You will wear a bandage over your wound for about one week after surgery. You may take it off once the wound is dry (when there is no blood or fluid oozing from the wound). You may remove the white strips of tape (Steri-Strips) when they start curling up off the skin.

Most people can shower after leaving the hospital. You should wait until the drain tube has been removed, the wound is dry and there is no pulling apart of the skin edges.

WHEN WILL I NEED TO COME BACK TO THE CLINIC OR HOSPITAL?

Your first follow-up visit will be one month after surgery. At that time, we will ask you to stop taking your blood-thinning medicine (Coumadin). We will X-ray your knee and check how well the wound is healing.

In most cases, if there are no issues that require monitoring by your surgeon, you will schedule your next visit one year from your surgery date.

HOW CAN I PROTECT MY NEW KNEE?

You will always need to protect your new knee. For example, you must not sleep with a pillow under your knee. Instead, you should use an immobilizer or place a pillow under your ankle to keep the knee straight while sleeping.

It will be very important to avoid falling in the first few weeks after surgery. A fall can damage your new knee and lead to more surgery. Until you improve your strength, balance and flexibility, you will need a cane, walker, crutches, handrails or someone to help you. Be very careful on stairs until your knee is strong and mobile.

We will go over these and other safety rules before you leave the hospital.

WILL I NEED ASSISTIVE DEVICES AFTER KNEE REPLACEMENT?

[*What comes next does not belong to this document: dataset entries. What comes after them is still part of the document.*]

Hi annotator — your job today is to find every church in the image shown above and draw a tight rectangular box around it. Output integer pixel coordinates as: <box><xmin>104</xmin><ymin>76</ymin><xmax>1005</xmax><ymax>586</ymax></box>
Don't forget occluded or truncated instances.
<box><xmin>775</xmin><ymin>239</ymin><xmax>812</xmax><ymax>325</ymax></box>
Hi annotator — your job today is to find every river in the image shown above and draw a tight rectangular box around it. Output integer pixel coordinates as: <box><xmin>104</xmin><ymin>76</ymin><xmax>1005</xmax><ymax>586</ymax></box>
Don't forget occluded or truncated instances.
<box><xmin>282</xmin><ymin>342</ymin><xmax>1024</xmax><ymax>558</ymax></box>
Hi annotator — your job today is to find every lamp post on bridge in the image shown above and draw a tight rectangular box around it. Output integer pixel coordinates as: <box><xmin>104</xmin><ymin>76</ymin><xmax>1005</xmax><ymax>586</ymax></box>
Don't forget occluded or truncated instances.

Yes. Assistive devices will make life after surgery more comfortable. Your occupational therapist will help you get the equipment you need. This may include:

  • Safety bars or a secure handrail for the shower or bathtub

  • Secure handrails along stairways

  • A raised toilet seat with arms

  • A stable shower bench or chair for bathing

  • A leg lifter to help you move your leg in bed

You will also need to set up a short-term living space with a bathroom on the same floor. It will be hard to walk up and down stairs early in recovery.

The surgeon may prescribe one or more measures to prevent blood clots and decrease leg swelling, such as special support hose, inflatable leg coverings (compression boots), and blood thinners.

To restore movement in the knee and leg, we use a knee support that slowly moves the knee while in bed starting on the day of surgery. The device, called a continuous passive motion (CPM) machine, decreases leg swelling by elevating the leg and improves the venous circulation by moving the muscles of the leg.

Foot and ankle movement is encouraged immediately following surgery to also increase blood flow in the leg muscles to help prevent leg swelling and blood clots.